Milliarden für U-Bahn

■ BVG bestellt für 1,4 Milliarden Mark 115 neue Züge / Finanzierung ist ungesichert / Kritik von Bündnis 90/Grüne

Berlin. Die Berliner Verkehrs- Betriebe (BVG) haben die größte Bestellung für neue U-Bahn-Züge aufgegeben, die es jemals in Europa gegeben hat. Gestern unterzeichnete das Nahverkehrsunternehmen einen Großauftrag mit der „ABB Henschel Waggon Union“ über die Lieferung von 115 U-Bahn-Zügen, die bis zum Jahr 2000 ausgeliefert werden sollen. Von dem 1,4 Milliarden Mark teuren Auftrag soll ABB etwa vier Fünftel an die Reinickendorfer Waggon Union vergeben.

Die Fenster der neuen Züge werden im Vergleich zu denen der heute verkehrenden Bahnen vergrößert. Außerdem wird der neue Zug, von der BVG als „U-Bahn 2000“ bezeichnet, vom ersten bis zum letzten der insgesamt sechs Wagen begehbar sein. Die Zahl der Steh- und Sitzplätze soll von heute 708 auf 770 erhöht, der Transport von Rollstühlen und Fahrrädern erleichtert werden. Die ersten beiden 12,5 Millionen Mark teuren Prototypen sollen ab Herbst 1995 voraussichtlich auf der Linie U9 (Osloer Straße–Rathaus Steglitz) verkehren. Die Auslieferung der Serienmodelle soll 1997 beginnen. Noch ist unklar, wie angesichts der angespannten Haushaltslage die 1,4 Milliarden Mark finanziert werden können. Gestern nachmittag war dazu weder bei der BVG, noch bei der Verkehrsverwaltung eine Stellungnahme zu erhalten.

Die Fraktion Bündnis 90/Grüne kritisierte gestern die Milliardenbestellung.

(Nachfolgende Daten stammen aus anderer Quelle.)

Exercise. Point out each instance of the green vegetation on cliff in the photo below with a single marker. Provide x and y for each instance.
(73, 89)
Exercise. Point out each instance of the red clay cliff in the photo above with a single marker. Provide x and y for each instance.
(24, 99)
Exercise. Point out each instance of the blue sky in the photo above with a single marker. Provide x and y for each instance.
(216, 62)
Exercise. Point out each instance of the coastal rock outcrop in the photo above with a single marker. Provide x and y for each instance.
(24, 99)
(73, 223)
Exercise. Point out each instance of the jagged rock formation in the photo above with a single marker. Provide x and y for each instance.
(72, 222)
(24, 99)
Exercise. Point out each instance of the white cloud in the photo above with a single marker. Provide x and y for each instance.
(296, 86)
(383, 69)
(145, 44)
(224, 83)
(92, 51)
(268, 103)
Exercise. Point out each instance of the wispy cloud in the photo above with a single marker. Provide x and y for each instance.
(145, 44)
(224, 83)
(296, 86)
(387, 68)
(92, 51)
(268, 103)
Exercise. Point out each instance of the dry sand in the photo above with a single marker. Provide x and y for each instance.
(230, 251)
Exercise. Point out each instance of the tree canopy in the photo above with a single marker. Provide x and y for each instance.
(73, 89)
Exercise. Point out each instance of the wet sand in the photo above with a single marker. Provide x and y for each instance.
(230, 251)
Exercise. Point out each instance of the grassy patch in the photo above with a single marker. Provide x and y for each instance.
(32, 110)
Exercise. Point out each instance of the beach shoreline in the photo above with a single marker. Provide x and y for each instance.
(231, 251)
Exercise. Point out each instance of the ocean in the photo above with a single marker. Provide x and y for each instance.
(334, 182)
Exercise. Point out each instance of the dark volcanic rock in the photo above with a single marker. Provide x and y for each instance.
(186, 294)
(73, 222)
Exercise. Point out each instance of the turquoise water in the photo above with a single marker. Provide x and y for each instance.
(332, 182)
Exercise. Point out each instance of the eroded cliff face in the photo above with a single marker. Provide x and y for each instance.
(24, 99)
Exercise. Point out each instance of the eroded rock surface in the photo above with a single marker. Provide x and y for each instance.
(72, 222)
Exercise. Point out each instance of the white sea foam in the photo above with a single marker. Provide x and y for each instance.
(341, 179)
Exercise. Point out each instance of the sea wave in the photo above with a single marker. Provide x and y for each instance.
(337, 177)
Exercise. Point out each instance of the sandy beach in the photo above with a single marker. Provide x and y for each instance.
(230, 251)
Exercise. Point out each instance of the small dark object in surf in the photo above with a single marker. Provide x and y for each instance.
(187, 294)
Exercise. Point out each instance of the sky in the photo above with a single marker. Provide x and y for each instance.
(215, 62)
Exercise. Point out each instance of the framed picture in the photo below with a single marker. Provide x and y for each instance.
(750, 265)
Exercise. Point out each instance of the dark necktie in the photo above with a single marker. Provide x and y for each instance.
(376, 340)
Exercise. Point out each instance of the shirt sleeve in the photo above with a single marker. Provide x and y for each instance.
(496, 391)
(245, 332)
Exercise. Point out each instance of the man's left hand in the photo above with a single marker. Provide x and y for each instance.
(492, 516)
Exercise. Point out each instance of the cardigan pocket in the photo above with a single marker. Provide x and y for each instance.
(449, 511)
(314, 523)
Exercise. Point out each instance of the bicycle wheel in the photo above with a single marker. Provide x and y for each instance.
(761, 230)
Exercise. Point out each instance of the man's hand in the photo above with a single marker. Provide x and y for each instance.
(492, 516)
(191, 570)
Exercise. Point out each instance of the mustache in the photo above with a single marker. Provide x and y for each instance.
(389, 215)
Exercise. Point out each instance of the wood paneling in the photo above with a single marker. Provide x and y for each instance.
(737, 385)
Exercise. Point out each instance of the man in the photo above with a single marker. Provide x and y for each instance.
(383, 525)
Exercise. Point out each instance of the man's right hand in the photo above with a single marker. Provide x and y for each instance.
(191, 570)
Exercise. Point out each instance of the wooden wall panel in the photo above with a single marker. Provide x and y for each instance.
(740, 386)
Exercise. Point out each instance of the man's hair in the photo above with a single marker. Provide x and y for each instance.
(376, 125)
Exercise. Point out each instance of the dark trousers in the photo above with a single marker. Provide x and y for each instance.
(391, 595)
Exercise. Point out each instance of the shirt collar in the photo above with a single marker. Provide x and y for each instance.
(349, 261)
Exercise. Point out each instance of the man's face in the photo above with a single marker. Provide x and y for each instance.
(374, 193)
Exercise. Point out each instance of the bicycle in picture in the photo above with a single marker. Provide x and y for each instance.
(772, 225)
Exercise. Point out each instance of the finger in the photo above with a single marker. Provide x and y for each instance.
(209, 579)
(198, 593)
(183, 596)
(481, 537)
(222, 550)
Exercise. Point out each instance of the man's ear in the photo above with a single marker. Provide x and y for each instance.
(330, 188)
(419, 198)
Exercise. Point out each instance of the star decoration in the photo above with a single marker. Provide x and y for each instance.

Michael Cramer, verkehrspolitischer Sprecher, forderte, daß auf Grund des Alters zuerst die Tram und dann die S-Bahn modernisiert werden müsse.

Rainer Giesel, verkehrspolitischer Sprecher der CDU, begrüßte dagegen die Unterzeichnung des Vertrages. Auf Grund der Großbestellung hätte die BVG besonders günstige Lieferbedingungen erhalten. Außerdem habe sich das Unternehmen vorbehalten können, „relativ schadlos“ von Teilen des Vertrages zurückzutreten. Der CDU-Sprecher versuchte Cramers Kritik zu relativieren: Für die Straßenbahn sei ebenfalls ein Modernisierungsprogramm vorbereitet.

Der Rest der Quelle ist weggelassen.